While he admits that at the time he felt overwhelmed by the new role, that quickly changed as he went about making sure that the sheriff’s office wouldn’t be susceptible again to scandal. To this end, Perry said, the integrity of his deputies is one of two guiding posts.  

“I work with people’s strengths,” Perry said. “If someone is unethical or immoral we part ways with them. You can’t do it all by yourself, especially if you’re rebuilding and putting good people in good places.”

Perry added that his faith was the other important factor. 

“God gave me a very powerful testimony,” Perry said. “He helped me, shielded me and helped me learn.” 

Perry said things don’t always work out as hoped. Several years before he became sheriff, the community reeled from the murder of the three members of the Short family, which remains an unsolved case. Perry said that even though he wasn’t sheriff at the time, the case is still his responsibility, which is why he hasn’t allowed it to become a cold case. 

“That is a case that is still worked on,” Perry said, adding that he believes the case is solvable. “I do believe there is one or two people out there in the county with key information that they are not sharing with us.” 

Perry knows that the investigation that led to his predecessor’s arrest cast a large shadow over the department, but he believes that the ensuing goodwill his officers have fostered have made up for it. He said focusing on rehabilitating the sheriff’s office’s relationship with Henry County was one of the key goals he feels he has made strides in. 
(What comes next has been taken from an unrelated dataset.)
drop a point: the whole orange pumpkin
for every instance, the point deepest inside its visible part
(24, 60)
“We have maintained our integrity in our community relationships,” Perry said, alluding to the summer of 2020 to illustrate his point. 
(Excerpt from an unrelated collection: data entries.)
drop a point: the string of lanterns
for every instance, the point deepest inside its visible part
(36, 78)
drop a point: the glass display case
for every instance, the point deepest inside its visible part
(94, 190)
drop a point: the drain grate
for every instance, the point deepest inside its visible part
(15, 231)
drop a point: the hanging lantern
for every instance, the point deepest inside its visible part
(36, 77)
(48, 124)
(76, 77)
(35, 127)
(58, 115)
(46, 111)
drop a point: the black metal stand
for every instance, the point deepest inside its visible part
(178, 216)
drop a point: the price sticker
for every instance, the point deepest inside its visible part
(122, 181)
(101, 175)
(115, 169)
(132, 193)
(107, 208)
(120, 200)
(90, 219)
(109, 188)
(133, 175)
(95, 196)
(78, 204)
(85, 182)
Perry said Henry County deputies maintained their professionalism during a time when mistrust between police and the communities they operate in peaked. 
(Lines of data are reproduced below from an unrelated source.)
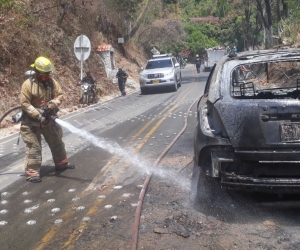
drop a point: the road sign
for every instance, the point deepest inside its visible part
(82, 50)
(82, 47)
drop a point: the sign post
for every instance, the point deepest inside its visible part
(82, 50)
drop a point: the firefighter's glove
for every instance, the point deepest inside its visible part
(51, 105)
(42, 120)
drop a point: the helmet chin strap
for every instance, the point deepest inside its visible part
(45, 84)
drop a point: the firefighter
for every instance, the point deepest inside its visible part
(40, 97)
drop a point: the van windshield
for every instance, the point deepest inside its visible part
(164, 63)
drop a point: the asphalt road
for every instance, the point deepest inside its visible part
(114, 145)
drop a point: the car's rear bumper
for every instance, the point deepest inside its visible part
(269, 185)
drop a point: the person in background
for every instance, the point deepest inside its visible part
(198, 63)
(122, 78)
(40, 98)
(90, 79)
“We made it through the controversial times and we kept serving our citizens,” Perry said.

The opening of the county’s new Adult Detention Center was another accomplishment, he said. “Those are monumental feats that the team achieved and it really was a lot of work, on top of the normal needs of the community,” he said.

County officials agree. In a brief ceremony at their recent regular session, Henry County supervisors passed a resolution congratulating Perry on his years of service. 

“He has served with the utmost character, representing the values of respect, honor and duty,” reads the county’s resolution. 

Several supervisors echoed the resolution. 

“He’s done a decent job,” said Supervisor Joe Bryant. “Being a sheriff, I’m sure, is a difficult thing to do.” 

Supervisor Debra Buchanan said Perry was a longtime asset to the community. 

“I think Sheriff Perry did an outstanding job,” Buchanan said, adding that his retirement is well-deserved.  

Perry, who is 54, said that he plans on continuing to be a presence within Henry County, though he did not specify in what way.

As he packed up various trinkets, he offered a piece of wisdom to both Davis and whoever wins the upcoming race for sheriff. He said it’s important to not get distracted. 

“Care about people, listen to people, resolve conflicts for people and don’t get distracted by things that don’t matter,” Perry said. “You might see stuff on social media but keep the main thing the main thing.”   

Davis is looking forward to carrying the torch. 

“I’m really excited about it,” Davis said. “There is a great responsibility to the deputies at the Henry County Sheriff’s Office and a great responsibility to serve and protect every citizen in this community. That is something I don’t take lightly.” 

Davis said he has the advantage of a good example. 

“It was great working with Sheriff Perry, I consider him a good mentor,” Davis said. “He not only restored the reputation of the Henry County Sheriff’s Office, he restored the trust from this community.”